Es handelt sich um eine deskriptive und analytische Arbeit, die auf einer Literaturanalyse sowie der Auswertung von Geschäftsberichten und Daten zur Bevölkerungsstruktur basiert.
Was wird im Hauptteil behandelt?
Der Hauptteil gliedert sich in die Vorstellung der fremd- und eigenkapitalbasierten Instrumente, den Status quo der Branche sowie eine kritische Analyse des deutschen Marktes.
Welche Schlüsselwörter charakterisieren die Arbeit?
Die Arbeit wird maßgeblich durch Begriffe wie Scharia-Konformität, Zinsverbot, Gewinnbeteiligung und Marktpotenzial für Muslime in Deutschland definiert.
Warum spielt die Sicherheit bei der Wahl einer Bank für türkische Muslime in Deutschland eine größere Rolle als religiöse Konformität?
Die Arbeit weist darauf hin, dass das türkische Volk sehr sicherheitsliebend ist und das Vertrauen in etablierte, staatliche oder langjährige private Institutionen über die religiöse Ausgestaltung der Produkte stellt.
Welche Empfehlung gibt die Autorin deutschen Banken für den Umgang mit dem vorhandenen Marktpotenzial?
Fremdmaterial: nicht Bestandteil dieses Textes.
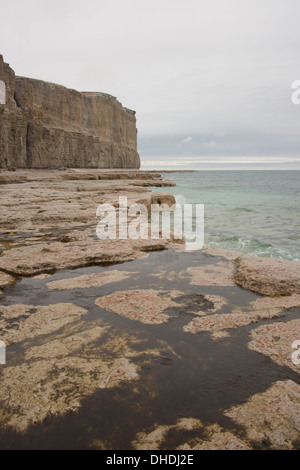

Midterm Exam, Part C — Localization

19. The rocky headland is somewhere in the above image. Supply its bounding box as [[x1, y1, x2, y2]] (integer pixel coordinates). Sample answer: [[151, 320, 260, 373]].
[[0, 170, 300, 450]]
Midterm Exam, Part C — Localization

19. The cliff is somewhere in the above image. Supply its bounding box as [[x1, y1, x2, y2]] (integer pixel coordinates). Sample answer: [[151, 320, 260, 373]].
[[0, 55, 140, 169]]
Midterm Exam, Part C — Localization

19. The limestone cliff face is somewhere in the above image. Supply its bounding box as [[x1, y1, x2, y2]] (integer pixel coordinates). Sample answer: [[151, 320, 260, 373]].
[[0, 56, 140, 168]]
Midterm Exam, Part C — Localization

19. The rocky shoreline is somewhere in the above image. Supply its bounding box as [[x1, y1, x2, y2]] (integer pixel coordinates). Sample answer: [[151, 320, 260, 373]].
[[0, 170, 300, 450]]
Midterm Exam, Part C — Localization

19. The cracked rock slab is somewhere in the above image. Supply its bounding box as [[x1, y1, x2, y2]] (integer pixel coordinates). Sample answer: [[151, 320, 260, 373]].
[[96, 290, 178, 325], [46, 271, 132, 290], [225, 380, 300, 450], [0, 303, 87, 345], [248, 319, 300, 372], [186, 262, 234, 287], [234, 255, 300, 296]]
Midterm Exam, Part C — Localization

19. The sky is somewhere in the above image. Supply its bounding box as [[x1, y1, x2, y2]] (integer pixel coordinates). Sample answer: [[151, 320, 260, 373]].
[[0, 0, 300, 170]]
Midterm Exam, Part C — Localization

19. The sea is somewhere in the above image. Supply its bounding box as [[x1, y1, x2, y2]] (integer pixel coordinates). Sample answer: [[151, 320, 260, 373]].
[[153, 170, 300, 261]]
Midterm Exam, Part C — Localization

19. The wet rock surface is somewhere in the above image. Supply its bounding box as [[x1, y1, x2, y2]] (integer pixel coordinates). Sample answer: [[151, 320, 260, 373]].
[[0, 171, 300, 450]]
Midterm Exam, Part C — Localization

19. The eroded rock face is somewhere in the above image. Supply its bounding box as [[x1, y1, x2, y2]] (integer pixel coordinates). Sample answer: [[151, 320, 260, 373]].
[[225, 380, 300, 450], [234, 255, 300, 296], [0, 55, 140, 168]]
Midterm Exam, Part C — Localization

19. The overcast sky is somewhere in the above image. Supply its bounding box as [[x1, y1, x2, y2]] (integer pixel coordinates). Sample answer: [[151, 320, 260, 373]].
[[0, 0, 300, 169]]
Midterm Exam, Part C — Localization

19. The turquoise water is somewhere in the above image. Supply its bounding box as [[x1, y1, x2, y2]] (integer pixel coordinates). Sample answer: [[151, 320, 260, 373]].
[[159, 171, 300, 261]]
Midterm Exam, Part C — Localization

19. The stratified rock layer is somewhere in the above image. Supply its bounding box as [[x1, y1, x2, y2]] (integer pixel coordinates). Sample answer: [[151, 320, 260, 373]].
[[0, 55, 140, 169]]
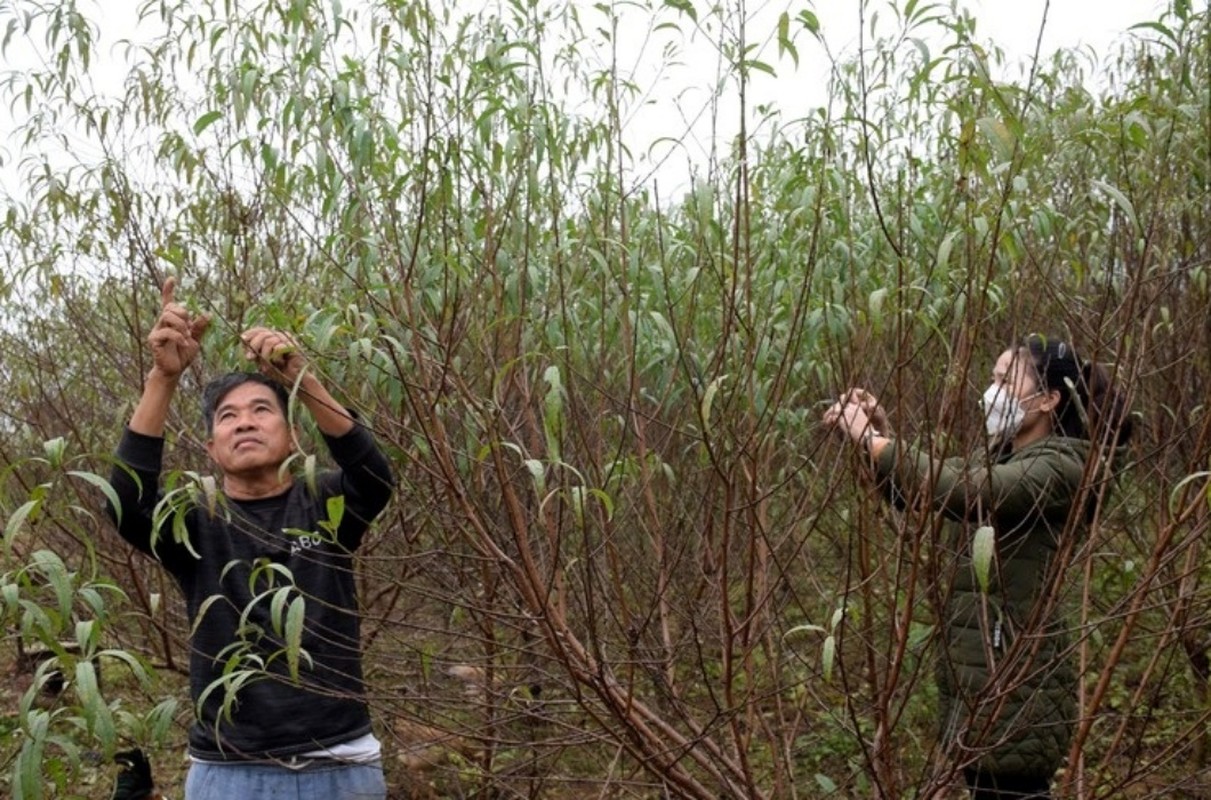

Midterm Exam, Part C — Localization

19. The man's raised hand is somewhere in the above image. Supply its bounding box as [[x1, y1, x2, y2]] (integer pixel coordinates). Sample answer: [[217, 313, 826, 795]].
[[240, 328, 306, 386], [148, 277, 211, 378]]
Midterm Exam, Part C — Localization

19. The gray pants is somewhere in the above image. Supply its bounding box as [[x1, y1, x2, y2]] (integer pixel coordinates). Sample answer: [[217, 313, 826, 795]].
[[185, 761, 386, 800]]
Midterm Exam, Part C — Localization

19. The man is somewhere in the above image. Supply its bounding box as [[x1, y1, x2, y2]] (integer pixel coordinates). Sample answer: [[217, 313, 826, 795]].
[[110, 278, 394, 800]]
Anstatt eine vollständige Umstellung auf Islamic Banking zu forcieren, empfiehlt die Autorin spezifische Kooperationen mit türkischen Unternehmen und eine Verbesserung des Serviceangebots für türkischsprachige Kunden.
Welche Bedeutung hat das „Homo Islamicus“-Konzept in dieser Analyse?
Es verdeutlicht das Problem, dass sich muslimische Akteure in der Praxis oft wie rationale, ökonomisch handelnde Personen („Homo Economicus“) verhalten, was die theoretische Annahme einer reinen Scharia-Orientierung in Finanzentscheidungen einschränkt.